La photo n’est pas extra, je n’avais que mon téléphone portable… il va falloir zoomer, mais on voit plusieurs oiseaux en vol ! Réintroduits en 1996 (vautours fauves), puis en 1998 (vautours moines) et enfin en 2000 (vautours percnoptères), on compte aujourd’hui environ 3000 individus. Beaucoup plus semble-t-il qu’en Cévennes, sur les causses, dans les gorges du Tarn et de la Jonte, où en dehors de ces mêmes oiseaux a été introduite une autre espèce plus rare, le gypaète barbu..

© Marlen Sauvage 2022 – Le rocher du Caire.

Balade le long de l’Oule boueuse (j’apprends que le mot « oule » signifie « marmite » en occitan !), avant de se restaurer au bistrot de pays de Cornillon, et petit tour du lac du village, encore peu fréquenté à l’heure où nous nous y promenons.

© Marlen Sauvage 2022

Dans la série « Je vous emmène »

En route ce samedi lumineusement froid pour Montbrun-les-Bains, commune du Parc naturel régional des Baronnies provençales (qui ne fait donc pas l’unanimité !).

Pourquoi Montbrun ? parce qu’une carte du Parc justement le présentait comme un des plus beaux villages de France. Me voilà donc à 8 h du matin par 3° C, roulant sur une départementale qui traverse quelques jolis villages et un vignoble roux orangé, vendangé, où plus rien ne reste à grapiller (avec une pensée pour Agnès Varda – Les Glaneurs et la Glaneuse – grâce à laquelle j’ai confectionné confitures et gelées à moindre coût en Val d’Oise pendant des années).

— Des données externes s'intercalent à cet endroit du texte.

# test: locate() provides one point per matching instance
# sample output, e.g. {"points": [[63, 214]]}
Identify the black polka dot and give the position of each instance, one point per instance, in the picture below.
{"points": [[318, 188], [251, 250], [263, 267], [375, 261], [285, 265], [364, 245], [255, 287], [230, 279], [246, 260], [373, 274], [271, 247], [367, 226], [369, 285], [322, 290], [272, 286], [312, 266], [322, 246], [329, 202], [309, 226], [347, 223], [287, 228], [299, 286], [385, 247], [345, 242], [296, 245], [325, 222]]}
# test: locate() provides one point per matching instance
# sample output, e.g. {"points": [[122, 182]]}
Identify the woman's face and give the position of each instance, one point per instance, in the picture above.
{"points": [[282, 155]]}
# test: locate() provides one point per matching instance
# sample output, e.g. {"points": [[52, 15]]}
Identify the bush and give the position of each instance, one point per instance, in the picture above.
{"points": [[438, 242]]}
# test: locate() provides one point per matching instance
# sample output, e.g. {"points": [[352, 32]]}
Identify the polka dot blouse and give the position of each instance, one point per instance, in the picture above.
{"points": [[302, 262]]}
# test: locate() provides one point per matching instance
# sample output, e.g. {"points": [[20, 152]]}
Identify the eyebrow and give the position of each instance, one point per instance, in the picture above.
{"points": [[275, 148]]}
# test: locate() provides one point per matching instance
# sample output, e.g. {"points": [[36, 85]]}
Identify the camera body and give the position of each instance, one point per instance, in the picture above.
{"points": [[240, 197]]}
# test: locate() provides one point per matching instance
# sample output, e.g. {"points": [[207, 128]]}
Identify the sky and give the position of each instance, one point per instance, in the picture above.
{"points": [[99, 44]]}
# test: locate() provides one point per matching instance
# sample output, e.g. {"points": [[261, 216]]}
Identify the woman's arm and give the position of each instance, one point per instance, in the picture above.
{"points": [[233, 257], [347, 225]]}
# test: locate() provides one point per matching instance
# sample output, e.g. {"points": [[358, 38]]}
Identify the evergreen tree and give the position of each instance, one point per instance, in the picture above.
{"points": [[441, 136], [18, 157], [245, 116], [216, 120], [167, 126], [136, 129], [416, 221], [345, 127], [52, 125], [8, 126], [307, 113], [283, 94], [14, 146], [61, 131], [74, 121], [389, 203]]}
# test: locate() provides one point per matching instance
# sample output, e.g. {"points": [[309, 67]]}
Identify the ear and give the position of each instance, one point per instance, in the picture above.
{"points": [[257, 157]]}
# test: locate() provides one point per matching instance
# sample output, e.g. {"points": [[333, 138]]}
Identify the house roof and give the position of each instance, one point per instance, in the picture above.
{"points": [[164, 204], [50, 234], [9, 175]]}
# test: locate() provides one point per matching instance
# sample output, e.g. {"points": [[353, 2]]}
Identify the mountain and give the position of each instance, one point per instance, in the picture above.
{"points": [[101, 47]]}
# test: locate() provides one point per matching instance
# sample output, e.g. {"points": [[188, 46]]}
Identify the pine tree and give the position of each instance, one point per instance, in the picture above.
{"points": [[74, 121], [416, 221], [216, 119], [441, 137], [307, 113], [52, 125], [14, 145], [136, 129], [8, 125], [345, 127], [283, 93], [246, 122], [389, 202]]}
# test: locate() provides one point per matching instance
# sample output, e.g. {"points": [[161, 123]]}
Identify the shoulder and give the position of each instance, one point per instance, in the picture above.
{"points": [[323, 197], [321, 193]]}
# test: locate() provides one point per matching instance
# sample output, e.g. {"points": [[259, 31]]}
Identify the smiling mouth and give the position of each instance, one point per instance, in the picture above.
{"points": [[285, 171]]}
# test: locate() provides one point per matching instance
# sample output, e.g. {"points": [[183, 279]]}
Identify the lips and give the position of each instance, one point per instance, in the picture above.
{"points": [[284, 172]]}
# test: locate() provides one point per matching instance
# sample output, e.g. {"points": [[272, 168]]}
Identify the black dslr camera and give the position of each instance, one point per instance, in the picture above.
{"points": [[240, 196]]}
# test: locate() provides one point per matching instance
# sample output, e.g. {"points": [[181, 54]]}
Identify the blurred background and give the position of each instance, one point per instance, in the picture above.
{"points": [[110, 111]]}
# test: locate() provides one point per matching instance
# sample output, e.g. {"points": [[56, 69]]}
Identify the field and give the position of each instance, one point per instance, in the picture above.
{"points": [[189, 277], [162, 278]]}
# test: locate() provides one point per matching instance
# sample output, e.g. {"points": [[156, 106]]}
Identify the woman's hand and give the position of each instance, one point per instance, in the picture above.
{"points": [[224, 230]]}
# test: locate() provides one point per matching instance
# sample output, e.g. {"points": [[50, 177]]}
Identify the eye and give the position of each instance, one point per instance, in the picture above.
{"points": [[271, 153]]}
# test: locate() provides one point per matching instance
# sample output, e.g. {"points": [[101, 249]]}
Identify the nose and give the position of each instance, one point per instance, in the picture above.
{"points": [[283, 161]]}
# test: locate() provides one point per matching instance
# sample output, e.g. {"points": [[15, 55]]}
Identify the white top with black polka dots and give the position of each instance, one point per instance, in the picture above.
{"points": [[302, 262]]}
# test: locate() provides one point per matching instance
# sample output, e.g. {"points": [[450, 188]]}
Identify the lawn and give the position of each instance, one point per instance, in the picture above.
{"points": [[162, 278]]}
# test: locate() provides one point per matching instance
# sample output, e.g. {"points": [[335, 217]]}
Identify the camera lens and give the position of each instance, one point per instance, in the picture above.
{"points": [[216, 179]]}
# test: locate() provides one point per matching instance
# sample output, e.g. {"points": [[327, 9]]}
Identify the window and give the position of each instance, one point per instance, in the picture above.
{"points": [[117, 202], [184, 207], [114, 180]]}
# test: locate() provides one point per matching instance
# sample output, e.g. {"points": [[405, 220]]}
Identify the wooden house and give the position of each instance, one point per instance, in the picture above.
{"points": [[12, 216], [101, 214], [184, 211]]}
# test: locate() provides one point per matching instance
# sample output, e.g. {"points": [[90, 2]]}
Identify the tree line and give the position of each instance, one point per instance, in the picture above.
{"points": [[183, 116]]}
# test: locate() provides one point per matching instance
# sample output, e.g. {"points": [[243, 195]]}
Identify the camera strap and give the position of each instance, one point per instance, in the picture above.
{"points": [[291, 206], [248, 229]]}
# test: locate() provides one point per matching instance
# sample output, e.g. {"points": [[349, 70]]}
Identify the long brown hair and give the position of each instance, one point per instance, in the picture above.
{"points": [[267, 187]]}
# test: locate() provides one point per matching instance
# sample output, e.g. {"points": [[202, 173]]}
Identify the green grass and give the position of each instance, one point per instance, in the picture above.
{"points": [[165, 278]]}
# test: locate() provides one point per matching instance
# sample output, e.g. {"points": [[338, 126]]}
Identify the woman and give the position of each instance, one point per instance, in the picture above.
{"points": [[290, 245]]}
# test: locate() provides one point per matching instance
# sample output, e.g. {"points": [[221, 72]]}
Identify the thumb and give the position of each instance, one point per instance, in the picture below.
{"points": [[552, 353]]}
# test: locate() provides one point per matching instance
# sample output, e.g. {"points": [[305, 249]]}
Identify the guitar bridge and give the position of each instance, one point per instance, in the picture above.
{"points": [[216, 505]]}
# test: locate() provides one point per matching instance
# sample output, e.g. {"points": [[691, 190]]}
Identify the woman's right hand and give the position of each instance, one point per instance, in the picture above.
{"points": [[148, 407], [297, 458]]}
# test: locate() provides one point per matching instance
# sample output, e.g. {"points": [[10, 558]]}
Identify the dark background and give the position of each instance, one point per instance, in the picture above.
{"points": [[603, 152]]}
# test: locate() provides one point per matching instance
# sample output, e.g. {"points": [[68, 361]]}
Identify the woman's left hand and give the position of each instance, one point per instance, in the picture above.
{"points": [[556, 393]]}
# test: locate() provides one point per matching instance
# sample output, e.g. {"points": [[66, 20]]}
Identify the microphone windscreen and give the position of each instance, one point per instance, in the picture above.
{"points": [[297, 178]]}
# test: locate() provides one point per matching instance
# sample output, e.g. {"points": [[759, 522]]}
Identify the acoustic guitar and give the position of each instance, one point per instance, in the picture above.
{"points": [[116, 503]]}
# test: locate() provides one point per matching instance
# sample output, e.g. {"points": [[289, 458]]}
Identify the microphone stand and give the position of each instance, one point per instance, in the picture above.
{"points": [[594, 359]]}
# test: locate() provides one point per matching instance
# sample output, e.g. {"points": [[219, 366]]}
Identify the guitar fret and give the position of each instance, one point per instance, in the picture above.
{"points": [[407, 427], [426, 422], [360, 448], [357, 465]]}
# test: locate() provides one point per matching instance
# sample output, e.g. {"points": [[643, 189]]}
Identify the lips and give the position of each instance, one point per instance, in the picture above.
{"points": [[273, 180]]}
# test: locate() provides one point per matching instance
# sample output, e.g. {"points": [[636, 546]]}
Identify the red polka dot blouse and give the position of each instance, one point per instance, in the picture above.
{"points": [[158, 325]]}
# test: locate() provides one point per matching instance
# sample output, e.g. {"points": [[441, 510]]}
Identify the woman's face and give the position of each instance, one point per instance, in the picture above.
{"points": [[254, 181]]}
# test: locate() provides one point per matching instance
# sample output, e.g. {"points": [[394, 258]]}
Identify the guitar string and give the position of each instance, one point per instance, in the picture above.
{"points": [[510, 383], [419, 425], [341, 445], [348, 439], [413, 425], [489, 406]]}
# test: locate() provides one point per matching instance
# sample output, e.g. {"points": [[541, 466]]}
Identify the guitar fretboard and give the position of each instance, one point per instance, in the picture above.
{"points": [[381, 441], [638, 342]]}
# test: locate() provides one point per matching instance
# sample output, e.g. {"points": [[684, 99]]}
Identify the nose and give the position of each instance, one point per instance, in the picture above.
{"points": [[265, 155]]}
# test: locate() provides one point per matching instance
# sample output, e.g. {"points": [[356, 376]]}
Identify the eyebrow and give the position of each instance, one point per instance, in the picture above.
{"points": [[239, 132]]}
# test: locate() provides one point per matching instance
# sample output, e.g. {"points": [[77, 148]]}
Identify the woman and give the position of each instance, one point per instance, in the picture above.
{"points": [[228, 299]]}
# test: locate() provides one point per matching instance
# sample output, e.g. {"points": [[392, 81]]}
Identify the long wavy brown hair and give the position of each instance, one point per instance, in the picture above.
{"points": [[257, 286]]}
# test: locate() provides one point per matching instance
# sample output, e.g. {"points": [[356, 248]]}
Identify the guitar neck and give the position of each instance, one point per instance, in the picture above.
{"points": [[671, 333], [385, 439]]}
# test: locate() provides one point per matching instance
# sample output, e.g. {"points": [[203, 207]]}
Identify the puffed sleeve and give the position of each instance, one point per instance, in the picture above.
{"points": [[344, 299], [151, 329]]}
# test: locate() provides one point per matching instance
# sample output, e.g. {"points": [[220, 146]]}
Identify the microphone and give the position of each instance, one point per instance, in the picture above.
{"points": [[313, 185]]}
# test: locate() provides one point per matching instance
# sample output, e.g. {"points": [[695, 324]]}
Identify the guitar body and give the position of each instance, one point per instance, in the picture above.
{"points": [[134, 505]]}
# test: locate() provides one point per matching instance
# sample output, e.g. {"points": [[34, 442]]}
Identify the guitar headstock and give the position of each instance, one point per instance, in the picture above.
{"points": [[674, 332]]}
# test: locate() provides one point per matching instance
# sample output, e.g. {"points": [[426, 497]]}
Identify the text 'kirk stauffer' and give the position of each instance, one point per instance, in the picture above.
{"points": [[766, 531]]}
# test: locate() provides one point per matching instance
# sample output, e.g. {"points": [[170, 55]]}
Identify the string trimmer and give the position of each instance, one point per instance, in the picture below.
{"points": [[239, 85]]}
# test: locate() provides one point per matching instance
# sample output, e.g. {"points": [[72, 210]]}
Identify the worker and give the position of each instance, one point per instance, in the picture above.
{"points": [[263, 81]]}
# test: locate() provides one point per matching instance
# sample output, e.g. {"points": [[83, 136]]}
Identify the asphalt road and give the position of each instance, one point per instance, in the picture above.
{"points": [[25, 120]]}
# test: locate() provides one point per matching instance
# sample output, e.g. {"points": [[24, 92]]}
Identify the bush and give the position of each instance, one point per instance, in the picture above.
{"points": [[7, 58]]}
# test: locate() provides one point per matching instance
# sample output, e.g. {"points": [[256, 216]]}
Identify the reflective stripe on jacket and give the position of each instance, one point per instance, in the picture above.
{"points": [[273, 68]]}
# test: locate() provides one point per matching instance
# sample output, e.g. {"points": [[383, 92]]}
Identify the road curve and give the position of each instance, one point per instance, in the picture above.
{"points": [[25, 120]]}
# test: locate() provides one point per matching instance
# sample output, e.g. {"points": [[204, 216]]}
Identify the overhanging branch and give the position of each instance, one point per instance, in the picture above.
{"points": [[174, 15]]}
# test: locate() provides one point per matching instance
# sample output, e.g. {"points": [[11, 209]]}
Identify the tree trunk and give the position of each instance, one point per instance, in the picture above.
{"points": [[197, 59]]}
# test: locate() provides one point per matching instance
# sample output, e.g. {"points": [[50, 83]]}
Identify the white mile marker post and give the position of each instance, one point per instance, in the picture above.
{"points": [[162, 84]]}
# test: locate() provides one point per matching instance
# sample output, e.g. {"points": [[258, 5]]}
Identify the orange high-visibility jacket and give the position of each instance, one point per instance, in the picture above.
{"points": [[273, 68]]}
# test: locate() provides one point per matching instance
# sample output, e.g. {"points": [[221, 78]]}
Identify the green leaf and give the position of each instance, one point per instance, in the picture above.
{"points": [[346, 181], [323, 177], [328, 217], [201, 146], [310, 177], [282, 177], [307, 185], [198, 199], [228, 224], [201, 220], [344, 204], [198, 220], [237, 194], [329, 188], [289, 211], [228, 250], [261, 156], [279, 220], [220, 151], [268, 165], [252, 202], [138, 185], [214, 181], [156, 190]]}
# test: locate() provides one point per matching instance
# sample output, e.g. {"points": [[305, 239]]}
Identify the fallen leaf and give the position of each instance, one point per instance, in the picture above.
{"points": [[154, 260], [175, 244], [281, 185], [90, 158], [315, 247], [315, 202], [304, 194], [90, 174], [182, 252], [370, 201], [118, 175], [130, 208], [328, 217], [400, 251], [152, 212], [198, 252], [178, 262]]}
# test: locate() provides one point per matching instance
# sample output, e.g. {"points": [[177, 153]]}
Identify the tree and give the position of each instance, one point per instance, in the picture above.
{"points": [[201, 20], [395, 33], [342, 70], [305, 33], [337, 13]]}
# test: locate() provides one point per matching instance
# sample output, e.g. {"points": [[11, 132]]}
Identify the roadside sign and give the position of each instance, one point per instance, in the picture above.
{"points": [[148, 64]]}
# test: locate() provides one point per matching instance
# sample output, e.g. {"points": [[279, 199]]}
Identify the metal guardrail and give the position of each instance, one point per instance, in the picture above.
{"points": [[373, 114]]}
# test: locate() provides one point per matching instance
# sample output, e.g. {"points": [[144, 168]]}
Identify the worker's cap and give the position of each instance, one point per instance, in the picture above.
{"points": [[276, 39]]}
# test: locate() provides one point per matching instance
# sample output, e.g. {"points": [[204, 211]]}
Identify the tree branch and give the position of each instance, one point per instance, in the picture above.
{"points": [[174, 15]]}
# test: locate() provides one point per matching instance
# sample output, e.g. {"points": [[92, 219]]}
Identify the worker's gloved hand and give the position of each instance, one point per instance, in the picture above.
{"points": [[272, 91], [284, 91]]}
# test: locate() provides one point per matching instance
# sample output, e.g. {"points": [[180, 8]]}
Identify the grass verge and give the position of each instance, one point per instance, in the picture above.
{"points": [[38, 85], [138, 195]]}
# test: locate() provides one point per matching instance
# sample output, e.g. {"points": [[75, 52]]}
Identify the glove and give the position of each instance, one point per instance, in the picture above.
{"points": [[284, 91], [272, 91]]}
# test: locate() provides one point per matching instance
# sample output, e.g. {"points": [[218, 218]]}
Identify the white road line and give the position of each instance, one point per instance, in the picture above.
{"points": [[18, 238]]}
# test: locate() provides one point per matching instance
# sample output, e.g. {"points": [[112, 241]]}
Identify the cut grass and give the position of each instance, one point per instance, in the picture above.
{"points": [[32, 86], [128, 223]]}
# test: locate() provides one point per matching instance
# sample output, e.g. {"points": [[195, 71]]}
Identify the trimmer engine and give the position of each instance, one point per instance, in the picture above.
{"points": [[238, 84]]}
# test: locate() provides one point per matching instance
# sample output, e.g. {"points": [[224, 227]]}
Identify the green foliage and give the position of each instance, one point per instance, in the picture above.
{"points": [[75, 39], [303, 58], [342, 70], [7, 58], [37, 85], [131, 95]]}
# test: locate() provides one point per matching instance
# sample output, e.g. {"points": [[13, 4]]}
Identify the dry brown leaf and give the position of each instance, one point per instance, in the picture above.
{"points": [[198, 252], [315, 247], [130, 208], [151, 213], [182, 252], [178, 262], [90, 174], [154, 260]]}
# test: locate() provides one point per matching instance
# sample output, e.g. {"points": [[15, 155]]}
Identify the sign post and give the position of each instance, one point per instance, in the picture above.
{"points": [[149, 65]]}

L’herbe craque sous les pas, encore gelée, et de légers nuages de brume découvrent lentement le paysage, c’est beau à murmurer « c’est beau » (et je murmure)…

Je croise peu de monde sauf des animaux, tous plus accueillants les uns que les autres ! Des chevaux, des bœufs assez placides et quelques chèvres curieuses. Seul le bouc me fait m’écarter avec prudence quand je le vois gratter du sabot en me fixant… Je réalise qu’il est hors du pré, par-delà la clôture !

Je l’ai à peine vue, la petite jasse, noyée dans la végétation…

Et je finis par arriver vers 9h30 à Montbrun, après quelques égarements, compte tenu de ma distraction habituelle. Nous sommes au pied du Ventoux, à 600 m d’altitude, il fait 7° C. A voir : le beffroi, le château, l’église… Je commence par le petit marché du jour et quelques pommes bio, admirant en mon for intérieur les quelques forains courageux qui doivent battre le pavé depuis deux bonnes heures dans le froid.

Montbrun-les-Bains ainsi nommé en 1887, apparaît pour la première fois dans les chartes sous le nom de Montis Bruni (1274). Je retrouve ici encore la trace du fameux Baron des Adrets de mon enfance (si je peux dire !) en la personne de Charles Dupuy de Montbrun, « digne » successeur dudit baron, condamné à mort en 1575 par le Parlement du Dauphiné – cour souveraine de justice – pour toutes les exactions, pillages et cruautés qu’il a commis, en tant que chef des calvinistes. (Une famille dont il a déjà été question dans ce blog !)

Montbrun fait partie de ces villages perchés typiques en Provence. Les maisons en hauteur abritaient les étables au rez-de-chaussée, le logement sur un étage ou deux, et le grenier sous les combles. Elles datent pour la plupart du XVIe siècle, à l’époque où les guerres de religion imposaient une vie derrière les fortifications du village. La vie se développe plus tard hors des murs, dans la vallée. (merci Wikipédia)

L’église date du XIIe siècle, elle abrite un retable de Jacques Bernus (1650-1728) qui (en dehors de la décoration du chœur, du maître-autel, du tabernacle et d’une gloire en bois doré ainsi que du sanctuaire de la cathédrale Saint-Siffrein de Carpentras) a sculpté de nombreuses statues et mobilier pour les églises de la région provençale.